While different techniques can be used to create an elastic-enough memory infrastructure for Cloud Computing as described above, another requirement emerges: making the best possible use of all available memory. If a server with 1TB of on-board memory "only" costs $85,000, 85% of the cost comes from memory itself. When adding the cost of networking and storage, it is fairly typical to find out that memory still accounts for over 50% of the total hardware costs. Why this matters is because ultimately, any waste of memory will translate into a waste of data-center resources, which include not only hardware, but also real estate and electricity for power and cooling. As a rule of thumb, data-center operation costs are roughly split in half between hardware amortization and utility costs (when taking manpower costs aside).

As a result, a waste of 10% of available memory will translate into a waste of 5% of available hardware. But since most Cloud applications are memory bound – meaning that memory is the bottleneck – memory waste spills over the entire hardware infrastructure. In other words, wasting 10% of all available memory leads to wasting the same 10% of all available hardware. And because the amount of electricity required to power and cool down a server is exactly the same whether memory is properly used (allocated) or not, the total waste translates into 10% of the overall data-center resources, which ends up costing 4 times as much as what the wasted memory initially cost. To make a long story short, wasting memory is a really bad idea.

This is where memory virtualization comes into play, not so much for addressing the need for elastic memory, but for reducing the amount of memory waste. The idea is pretty simple: instead of allocating a fixed amount of memory for each application as most hypervisors and Java Virtual Machines do today, all available memory can be shared across all running applications and allocated on demand. Unfortunately, such dynamic memory allocation is not possible with hypervisors today, which suggests that other means of virtualization should be used for the purpose of multi-tenancy when memory waste becomes too significant for it to be simply ignored (Cf. On Multi-Tenancy). One of them is JVM Virtualization. And as it turns out, there are many reasons why this approach should be preferred over any other.

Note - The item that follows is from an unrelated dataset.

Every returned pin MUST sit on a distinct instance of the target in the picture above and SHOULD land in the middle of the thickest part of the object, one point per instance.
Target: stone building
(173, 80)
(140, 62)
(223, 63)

The idea behind JVM Virtualization is to provide a virtual JVM for each application (or tenant). This technology is currently offered by Azul Systems (Learn More) and comes with a fantastic side benefit: it allows multiple Java applications to share the same memory space, in a secure manner, and without having to define a static heap size (Learn More) for each application. As a result, two birds get killed with one stone: multi-tenancy (with secure virtual JVMs) and memory waste reduction (with memory sharing).

This is particularly significant when considering the memory usage profile of most Web-based Java applications: at start time, they tend to use a very small amount of memory. But as more concurrent users start logging in, more objects must be allocated, and more memory gets used. Unfortunately, usage patterns tend to be hard to predict, therefore systems administrators have the tendency to over-allocate memory for these applications, thereby creating massive wastes of memory. It is estimated that on a time-adjusted basis, anywhere between 50% to 90% of all available memory is wasted in such a fashion. Coming back to our previous discussion, this translates into wasting 50% to 90% of all data-center resources...

Moving Forward

As we have seen, Cloud Computing is memory bound, and while elastic compute and elastic storage have almost become mainstream technologies, truly elastic memory is akin to science fiction today. That being said, a pragmatic review of the most relevant use cases leads one to devise architectures that can work around this problem, making a properly-designed Infrastructure as a Service (IaaS) elastic enough from a pure memory standpoint. Furthermore, emerging technologies such as JVM Virtualization will continue to improve the way memory gets used by Web-based applications, therefore leading to increased economies of scale when deploying large Cloud Computing platforms.